Costui amò con sì sfrenato ardore
Euridice, che moglie fu di Orfeo,
che sequendola un giorno per amore
fu cagion del suo caso acerbo e reo:
perché, fuggendo lei vicina all'acque,
una biscia la punse; e morta giacque.

Angelo Ambrogini, detto Poliziano (1454 – 1494)

Tracia, un pomeriggio di fine estate di migliaia d’anni fa.

Nell’altopiano ai piedi dei monti verdeggianti di conifere, sulle rive dello Strimone, i melodiosi canti degli uccelli s’interruppero per ascoltare i possenti acuti di una meravigliosa voce maschile, accompagnata dal suono armonioso di una lira, che fuoriusciva da una semplice capanna dal tetto di ardesia.

I pastori sedettero e gli armenti cessarono di brucare, quasi paralizzati dalla melodia soave che si diffondeva nell’aria tersa. Tutta la natura parve sospirare al ritmo della musica, si poteva immaginare che anche gli Dei si fossero radunati lì intorno per ascoltare.

Un giovane snello, dallo sguardo intelligente, si avvicinò alla porta della capanna e, apertala, scivolò dentro, unico autorizzato ad assistere alle prove del Maestro. Museo era il suo nome e Orfeo, il prediletto di Apollo, il suo mentore.

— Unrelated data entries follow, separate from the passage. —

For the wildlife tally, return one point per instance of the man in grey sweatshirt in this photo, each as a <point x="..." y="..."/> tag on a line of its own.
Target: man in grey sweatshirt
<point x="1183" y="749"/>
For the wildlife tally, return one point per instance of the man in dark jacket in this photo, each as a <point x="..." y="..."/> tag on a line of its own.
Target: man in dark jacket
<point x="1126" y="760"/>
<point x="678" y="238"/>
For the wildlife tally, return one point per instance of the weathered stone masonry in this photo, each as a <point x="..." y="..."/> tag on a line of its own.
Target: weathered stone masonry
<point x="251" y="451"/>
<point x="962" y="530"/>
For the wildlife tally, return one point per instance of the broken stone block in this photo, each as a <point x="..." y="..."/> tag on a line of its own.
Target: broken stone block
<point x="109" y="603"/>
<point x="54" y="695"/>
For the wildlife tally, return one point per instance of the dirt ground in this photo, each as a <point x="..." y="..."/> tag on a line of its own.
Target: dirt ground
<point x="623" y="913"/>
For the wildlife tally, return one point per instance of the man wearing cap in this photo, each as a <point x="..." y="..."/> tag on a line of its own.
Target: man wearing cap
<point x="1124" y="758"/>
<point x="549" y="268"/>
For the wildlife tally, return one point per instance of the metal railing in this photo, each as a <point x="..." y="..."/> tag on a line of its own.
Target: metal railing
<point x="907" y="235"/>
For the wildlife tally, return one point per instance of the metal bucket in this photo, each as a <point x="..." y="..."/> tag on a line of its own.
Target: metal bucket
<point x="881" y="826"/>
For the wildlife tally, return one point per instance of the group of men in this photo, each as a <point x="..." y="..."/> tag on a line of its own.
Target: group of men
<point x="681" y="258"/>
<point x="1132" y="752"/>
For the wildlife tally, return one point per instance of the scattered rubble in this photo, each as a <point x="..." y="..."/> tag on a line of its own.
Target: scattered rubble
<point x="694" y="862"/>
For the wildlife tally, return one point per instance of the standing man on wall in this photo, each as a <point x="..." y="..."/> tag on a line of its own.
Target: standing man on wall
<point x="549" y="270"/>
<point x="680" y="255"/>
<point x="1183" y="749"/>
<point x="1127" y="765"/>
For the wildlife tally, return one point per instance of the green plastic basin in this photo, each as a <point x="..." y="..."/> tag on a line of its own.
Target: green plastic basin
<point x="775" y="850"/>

Io l’ho perduta! Crudel disinganno!
Mai più rivedrò gli occhi suoi ridenti,

Mai più il nettare d’amor suggeranno

Da lei le labbra mie d’amore ardenti!

Né gioia né più amore canteranno
I versi miei, le note mie piangenti.
Vana fu l’arte! Vano l’amore immenso

Che piegar seppe d’Ade il crudel senso.


Calliope madre, a che valse il tuo sangue

Che nelle vene mie invano scorre?

Il soave canto d’Orfeo tuo langue.

Pure, in Cerbero pena seppe porre,

sì che di cercar Euridice esangue

permise e ‘l dolor mio ad Ade esporre.

Vana fu l’arte e l’immenso mio amore
che risonar fe’ le immote dimore.

Il canto meraviglioso s’interruppe e la natura riprese le sue attività. Gli uccelli tornarono a cinguettare, un po’ intimiditi dal confronto, e le pecore a brucare, rispettosamente e senza far troppo rumore. Gli Dei, presumibilmente, ripresero a far muovere il mondo secondo i loro voleri e i loro capricci.

Orfeo posò lo strumento donatogli da Apollo stesso e sollevò il capo, rivolgendo uno sguardo sognante a Museo.

«Allora? Che ne pensi? Ti commuove? ».

Museo sospirò e si sedette sulla panca. Quasi gli dispiaceva che la sua voce, certamente meno soave di quella del Poeta, dovesse risonare in quel luogo dove, fino a un attimo prima, echeggiavano note divine.

«Maestro, la tua lirica tocca il cuore, la tua voce farebbe piangere una roccia ...».

Il grande artista sorrise all'allievo prediletto. L’aveva scelto fra tanti per la sua straordinaria sensibilità.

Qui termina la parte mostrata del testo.